The Point of View For my Work as an Author (subtitle: A Direct Communication, Report to History)  is an autobiographical account of the 19th century Danish philosopher Søren Kierkegaard's use of his pseudonyms.

Overview
The work was written in 1848, published in part in 1851 (as On my Work as an Author), and published in full posthumously in 1859.  This work explains his pseudonymous writings and his personal attachment to those writings.  Walter Lowrie, a Kierkegaardian translator and scholar called this an autobiography "so unique that it has no parallel in the whole literature of the world."

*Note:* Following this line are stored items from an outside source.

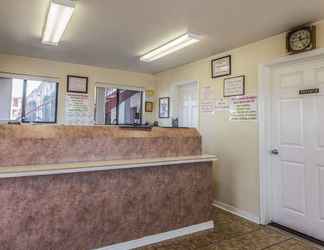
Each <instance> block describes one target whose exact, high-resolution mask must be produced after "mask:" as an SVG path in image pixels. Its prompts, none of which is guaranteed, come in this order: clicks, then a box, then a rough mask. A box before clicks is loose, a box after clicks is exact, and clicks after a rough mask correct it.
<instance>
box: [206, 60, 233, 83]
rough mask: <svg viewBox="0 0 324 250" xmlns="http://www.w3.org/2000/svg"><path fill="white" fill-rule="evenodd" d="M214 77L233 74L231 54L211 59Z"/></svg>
mask: <svg viewBox="0 0 324 250" xmlns="http://www.w3.org/2000/svg"><path fill="white" fill-rule="evenodd" d="M211 70H212V78H218V77H223V76H229V75H231V71H232V63H231V56H230V55H228V56H224V57H221V58H217V59H214V60H212V61H211Z"/></svg>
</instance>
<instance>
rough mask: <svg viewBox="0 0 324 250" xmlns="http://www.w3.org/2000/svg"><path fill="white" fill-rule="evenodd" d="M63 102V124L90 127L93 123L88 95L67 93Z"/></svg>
mask: <svg viewBox="0 0 324 250" xmlns="http://www.w3.org/2000/svg"><path fill="white" fill-rule="evenodd" d="M64 101H65V102H64V124H66V125H91V124H92V123H93V119H92V116H91V112H90V104H89V96H88V95H85V94H75V93H67V94H66V95H65V100H64Z"/></svg>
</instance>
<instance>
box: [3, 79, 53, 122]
mask: <svg viewBox="0 0 324 250" xmlns="http://www.w3.org/2000/svg"><path fill="white" fill-rule="evenodd" d="M4 86H7V88H6V89H7V91H5V92H0V99H2V98H3V99H4V100H6V101H5V102H6V103H5V104H6V105H5V108H3V109H2V110H0V120H2V121H8V120H12V121H18V122H32V123H56V121H57V96H58V83H56V82H51V81H42V80H26V79H7V78H0V90H1V89H3V88H4Z"/></svg>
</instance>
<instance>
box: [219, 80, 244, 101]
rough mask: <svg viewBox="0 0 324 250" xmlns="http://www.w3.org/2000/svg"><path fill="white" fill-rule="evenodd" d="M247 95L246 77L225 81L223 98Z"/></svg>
mask: <svg viewBox="0 0 324 250" xmlns="http://www.w3.org/2000/svg"><path fill="white" fill-rule="evenodd" d="M244 95H245V75H240V76H235V77H229V78H225V79H224V88H223V96H224V97H233V96H244Z"/></svg>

However, Kierkegaard did make the following remarks in The Point of View that cast doubt on whether he regarded the pseudonymous writings as highly as he did his Christian writings. He published Either/Or under the pseudonym, Victor Eremita, February 20, 1843, and Two Edifying Discourses, May 16, 1843 under his own name. The Point of View is his own interpretation of his work up to 1848. He had just published Works of Love in 1847, where he attempted to explain how to love your neighbor as yourself.

Criticism
Benjamin Nelson wrote the Preface to Lowrie's 1962 translation of Kierkegaard's Point of View. He noted the dates the book was written and published. 
Consider the principal dates associated with The Point of View — 1859, the year when the work was first published, and 1848, the year when it was written. Both dates recall publications which revolutionized the worlds of thought and experience: the former, the Origin of Species, by a retiring British botanist, Charles Darwin; the latter, The Communist Manifesto, by Karl Marx and Friedrich Engels, Kierkegaard’s fellow auditor — along with Bakunin, Herzen, Feuerbach and other notable figures — of Schelling’s Berlin lectures in 1841. 
Is it not odd that we look to this melancholy and splenetic Dane, who seemed to so many of his forward-looking contemporaries a ‘misanthropic traitor against mankind’, to be a foremost champion in the defense against the perversions of thought and existence which have been sired by the humanitarian spokesmen for ‘scientific eugenics’ and ‘scientific socialism’? Benjamin Nelson’s Preface to The Point of View by Soren Kierkegaard 1859 Lowrie translation 1962 p. xviii

Notes
 Essential Kierkegaard, p. 449

References
 Hong, Howard V. and Edna H. Hong, eds. (2000).  The Essential Kierkegaard. Princeton, New Jersey: Princeton University Press. pp. 544. ; 
 Søren Kierkegaard, The Point of View of My Work as An Author: A Report to History, and related writings, written in 1848, published in 1859 by his brother Peter Kierkegaard. Translated with introduction and notes by Walter Lowrie, 1962, Harper Torchbooks. pp. 170.